Prep Time 20 minutes
Cook Time 15 minutes
Total Time 35 minutes
Servings: 4 servings
Course: Main Course
Cuisine: Italian

Ingredients
  

For the Pizza:
  • 16 oz pizza dough (homemade or store-bought)
  • 8 oz fresh spinach (divided)
  • 2 Tbsp butter
  • 2 Tbsp all-purpose flour
  • 3/4 cup milk
  • 1/4 tsp onion powder
  • Salt and freshly ground black pepper (to taste)
  • 1 clove garlic (minced)
  • 2 Tbsp extra virgin olive oil (divided)
  • 4 oz provolone cheese (1 cup, chopped deli slices)
  • 2 oz shredded mozzarella cheese (1/2 cup)
  • 2 oz finely shredded parmesan cheese (slightly packed 1/2 cup)
  • 6 - 8 canned artichoke hearts (drained well and quartered, do not use marinated)
  • Red pepper flakes (for serving, optional)

Equipment

  • Mixing Bowl
  • Whisk
  • Skillet
  • Pizza stone or baking sheet
  • Pizza Cutter

Method
 

Preparation Steps:
  1. Preheat your oven to 475°F (245°C). If you're using a pizza stone, place it in the oven while it heats up to ensure a crispy crust.
  2. In a large skillet, heat 1 tablespoon of olive oil over medium heat. Add half of the fresh spinach and sauté until wilted, about 2-3 minutes. Remove from heat and let it cool slightly. Repeat with the remaining spinach and set all the spinach aside.
  3. In the same skillet, melt 2 tablespoons of butter over medium heat. Once melted, sprinkle in the flour and whisk constantly for about 1 minute to create a roux. Gradually add the milk while whisking to avoid lumps. Continue to cook until the mixture thickens, about 3-5 minutes. Stir in the onion powder, minced garlic, and season with salt and pepper.
  4. Remove the skillet from the heat and fold in the sautéed spinach, provolone, mozzarella, and parmesan cheese. Finally, add the quartered artichoke hearts. Mix until everything is well combined and creamy.
  5. On a lightly floured surface, roll out the pizza dough to your desired thickness. If you prefer a thinner crust, aim for about 1/4 inch. If you like it thicker, keep it around 1/2 inch.
  6. Transfer the rolled-out dough to a pizza stone or baking sheet.
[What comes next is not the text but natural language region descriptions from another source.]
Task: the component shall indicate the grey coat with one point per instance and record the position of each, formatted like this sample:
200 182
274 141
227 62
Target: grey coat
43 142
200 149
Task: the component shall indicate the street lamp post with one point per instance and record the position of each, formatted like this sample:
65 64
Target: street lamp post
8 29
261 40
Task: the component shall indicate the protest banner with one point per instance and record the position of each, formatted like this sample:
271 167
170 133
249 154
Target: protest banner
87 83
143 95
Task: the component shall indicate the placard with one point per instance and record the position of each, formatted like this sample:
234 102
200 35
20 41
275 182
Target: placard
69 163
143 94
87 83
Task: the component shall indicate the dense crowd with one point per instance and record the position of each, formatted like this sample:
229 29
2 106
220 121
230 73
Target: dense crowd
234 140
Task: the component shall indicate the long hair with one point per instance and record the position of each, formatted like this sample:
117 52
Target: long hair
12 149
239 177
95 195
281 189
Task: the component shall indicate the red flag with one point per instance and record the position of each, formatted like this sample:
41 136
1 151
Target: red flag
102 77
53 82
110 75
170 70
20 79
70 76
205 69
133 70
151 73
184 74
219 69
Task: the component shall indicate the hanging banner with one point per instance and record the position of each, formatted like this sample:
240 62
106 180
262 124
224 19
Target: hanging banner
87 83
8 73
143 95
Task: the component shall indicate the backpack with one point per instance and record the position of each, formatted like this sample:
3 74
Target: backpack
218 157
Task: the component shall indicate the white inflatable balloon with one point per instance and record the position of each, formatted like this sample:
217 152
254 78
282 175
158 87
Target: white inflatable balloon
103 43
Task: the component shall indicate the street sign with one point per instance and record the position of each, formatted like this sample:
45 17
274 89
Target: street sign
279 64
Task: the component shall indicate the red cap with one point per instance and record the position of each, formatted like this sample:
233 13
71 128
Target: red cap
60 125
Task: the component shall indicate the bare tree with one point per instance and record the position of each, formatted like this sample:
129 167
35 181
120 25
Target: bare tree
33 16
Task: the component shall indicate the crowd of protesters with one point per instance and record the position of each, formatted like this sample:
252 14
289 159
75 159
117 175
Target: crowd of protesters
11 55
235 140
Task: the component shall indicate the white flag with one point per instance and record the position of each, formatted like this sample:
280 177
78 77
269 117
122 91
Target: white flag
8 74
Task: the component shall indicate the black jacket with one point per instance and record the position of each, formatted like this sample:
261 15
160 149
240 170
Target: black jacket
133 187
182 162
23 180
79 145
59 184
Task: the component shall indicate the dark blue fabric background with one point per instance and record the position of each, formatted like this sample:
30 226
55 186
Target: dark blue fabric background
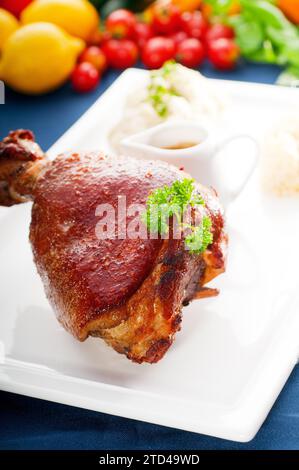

Brush the remaining tablespoon of olive oil over the crust. Spread the creamy spinach and artichoke mixture evenly over the dough, leaving a small border around the edges.
  7. Place the pizza in the preheated oven and bake for 12-15 minutes, or until the crust is golden brown and the cheese is bubbly and slightly browned.
  8. Once baked, remove the pizza from the oven and let it cool for a minute. Slice it into wedges using a pizza cutter. Serve hot, with a sprinkle of red pepper flakes if you like a little heat!

Notes

  • Add chopped fresh herbs like basil or parsley for extra flavor.
  • Increase the cheese for a cheesier pizza.
  • Drain artichoke hearts well to prevent excess moisture.
  • Let pizza dough rest for better elasticity.